The issue is partially instigated by Kim Sterelny’s latest book, The evolved apprentice (London, UK: MIT Press). Sterelny argues that we evolved the ability to do culture by instruction, which changed our learning environment and led to the Olduwan technological revolution.

This seems to be the vanguard of a new way to approach cognitive evolution, a kind of post-evopsych general approach. There are disputes of detail within the movement, if it can be called that, but all agree that massive modularity of mind is not a helpful way to deal with human cognition.

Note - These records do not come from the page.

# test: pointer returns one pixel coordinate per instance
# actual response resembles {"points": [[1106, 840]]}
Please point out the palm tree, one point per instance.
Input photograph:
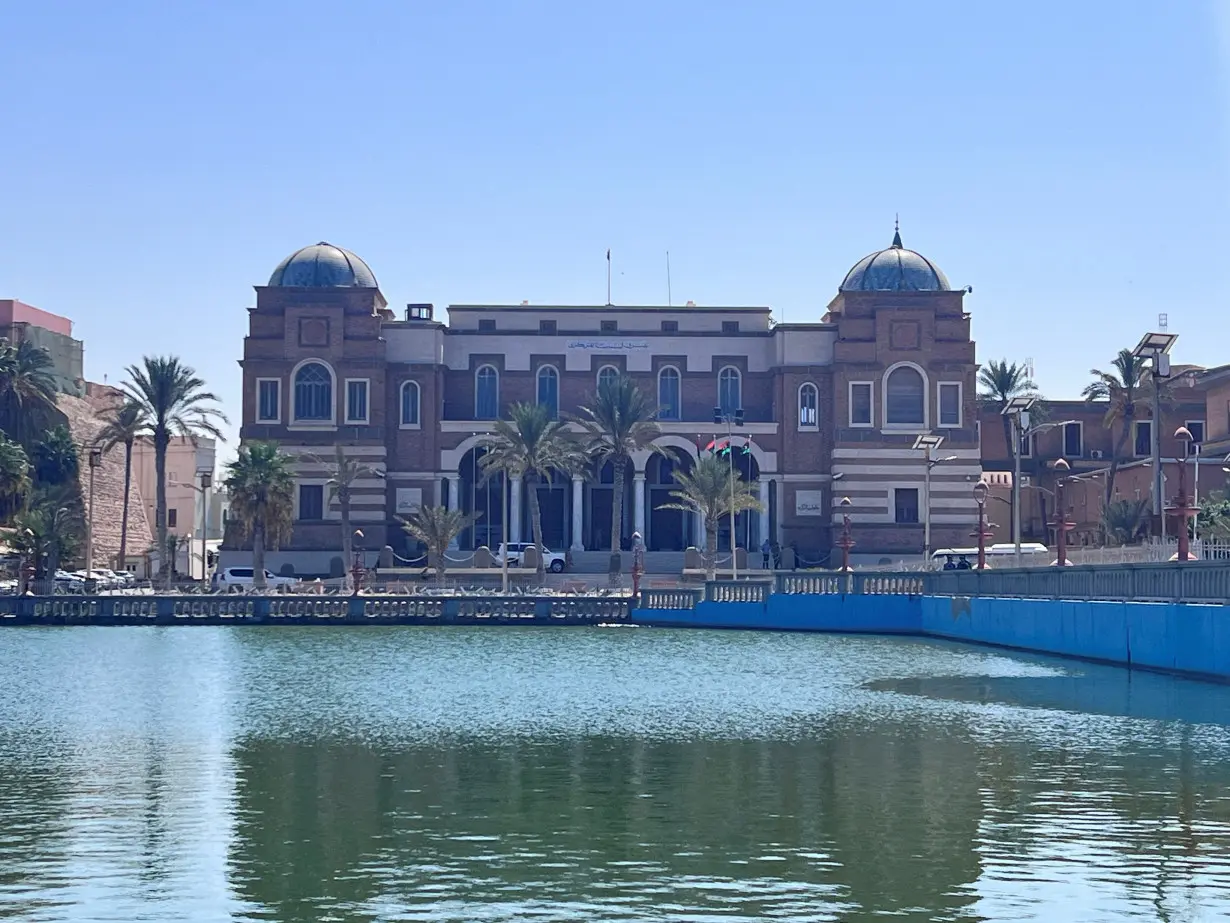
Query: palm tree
{"points": [[14, 479], [262, 500], [621, 420], [122, 425], [1123, 388], [711, 491], [529, 446], [436, 527], [172, 401], [342, 474], [27, 391]]}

It also therefore deals with the issue of cultural evolution (post-Dawkinsian, as it were, but also challenging the Boyd and Richerson dual inheritance theory.

3 Comments

Filed under Cognition, Evolution

3 Responses to New thinking

  1. GaryB

    Hey John, nice to see you’re back and active.

       0 likes

  2. DiscoveredJoys

    What a treasure trove of information. Thanks for bringing it to my attention. I’ll have to go away and read it all carefully.

       0 likes

  3. Jeff Rubinoff

    If I ever need to sign into a motel under an assumed name, I’m using “Phil Trans.”